Lucy doesn't have very much character development. In-fact, the film's beginnings don't seem to make any sense at all whatsoever. Her boyfriend has her handcuffed to a suitcase, she is attacked by a drug lord, and she has drugs implanted inside of her. This all seems to happen within the first ten or twenty minutes of the film. They never really establish any depth to Lucy after that, there's a scene where she calls her mother, but it fails at being anything except for awkward.
After that, we have the rest of the film, filled with nonsensical action-scenes and surrealistic visuals. In that area, the movie actually succeeds more often than it fails. With a modest budget of around $40 million dollars, (Hercules, which was released in the same week, was made with $100 million.) the film prevails with some very cool visuals. Most of them aren't involving Lucy, but are some that seem like they had no sense at all whatsoever of being in there, but that's beside the point.
The film never really kicks it into any gear as an action-film, as a science-fiction, or as anything at all whatsoever. For a lot of the time while watching, I am merely watching. I don't feel immersed, I don't feel caring, and I don't feel anything at all whatsoever.
Scarlett Johansson does perfectly well in the lead role, but the movie depends entirely too much off of her charm and energy to carry it.
I said before that I didn't have a problem with them working around a theory that makes absolutely no sense, but the time spent trying to explain it definitely left a lot to be desired. As if they lacked assurance in themselves, they seemed to afraid to accept what they are working with, and simply make a fun action flick.

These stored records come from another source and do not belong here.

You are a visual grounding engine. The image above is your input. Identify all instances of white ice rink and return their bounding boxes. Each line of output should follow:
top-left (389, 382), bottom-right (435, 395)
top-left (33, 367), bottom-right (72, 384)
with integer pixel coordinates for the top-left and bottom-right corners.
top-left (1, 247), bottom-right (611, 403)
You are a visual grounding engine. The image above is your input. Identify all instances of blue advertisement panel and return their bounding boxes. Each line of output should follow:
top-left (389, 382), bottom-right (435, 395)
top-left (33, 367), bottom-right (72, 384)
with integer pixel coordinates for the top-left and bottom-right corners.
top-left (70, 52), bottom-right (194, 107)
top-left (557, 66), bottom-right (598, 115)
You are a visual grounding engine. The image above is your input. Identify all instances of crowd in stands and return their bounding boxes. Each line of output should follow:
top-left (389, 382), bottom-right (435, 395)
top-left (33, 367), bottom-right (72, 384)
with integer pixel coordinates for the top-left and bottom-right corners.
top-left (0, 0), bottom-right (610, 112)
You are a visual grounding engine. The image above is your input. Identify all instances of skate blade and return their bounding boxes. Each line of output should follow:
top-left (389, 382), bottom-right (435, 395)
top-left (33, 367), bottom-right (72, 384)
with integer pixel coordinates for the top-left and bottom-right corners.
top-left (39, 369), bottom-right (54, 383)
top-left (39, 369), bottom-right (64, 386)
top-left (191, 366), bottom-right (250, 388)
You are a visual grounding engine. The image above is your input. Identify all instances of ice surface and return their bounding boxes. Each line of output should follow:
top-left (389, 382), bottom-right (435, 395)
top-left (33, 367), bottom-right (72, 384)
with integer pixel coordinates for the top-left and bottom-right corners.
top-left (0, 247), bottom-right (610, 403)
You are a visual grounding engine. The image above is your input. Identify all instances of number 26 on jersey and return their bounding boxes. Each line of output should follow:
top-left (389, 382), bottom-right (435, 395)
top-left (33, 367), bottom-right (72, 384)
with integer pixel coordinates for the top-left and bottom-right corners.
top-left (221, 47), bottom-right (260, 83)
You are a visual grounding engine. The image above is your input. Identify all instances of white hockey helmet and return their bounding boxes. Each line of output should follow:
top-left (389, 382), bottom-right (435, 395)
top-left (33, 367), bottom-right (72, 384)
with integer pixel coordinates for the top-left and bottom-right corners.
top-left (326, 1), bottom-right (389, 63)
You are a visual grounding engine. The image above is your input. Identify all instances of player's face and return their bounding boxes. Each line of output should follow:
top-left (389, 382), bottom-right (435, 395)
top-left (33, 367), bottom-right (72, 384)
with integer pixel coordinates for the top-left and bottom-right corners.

They spent so much time trying to talk intellectually and like there is this deep meaning behind it when we all know damn-well that there isn't.
I have never fallen asleep in the theater before. Every time that somebody brings something like that up, I always think, "No, I paid money for this!" However, I'd be lying if I didn't think about it once or twice while watching some aspects.
In conclusion, Lucy isn't laughably bad. I don't want for anybody to think that is what I am saying. It is simply a boring, well-budgeted action-film that fails to deliver more than it succeeds. Some of the moments in the film work, while other moments fail. It just so happens that the latter happens more often than the other.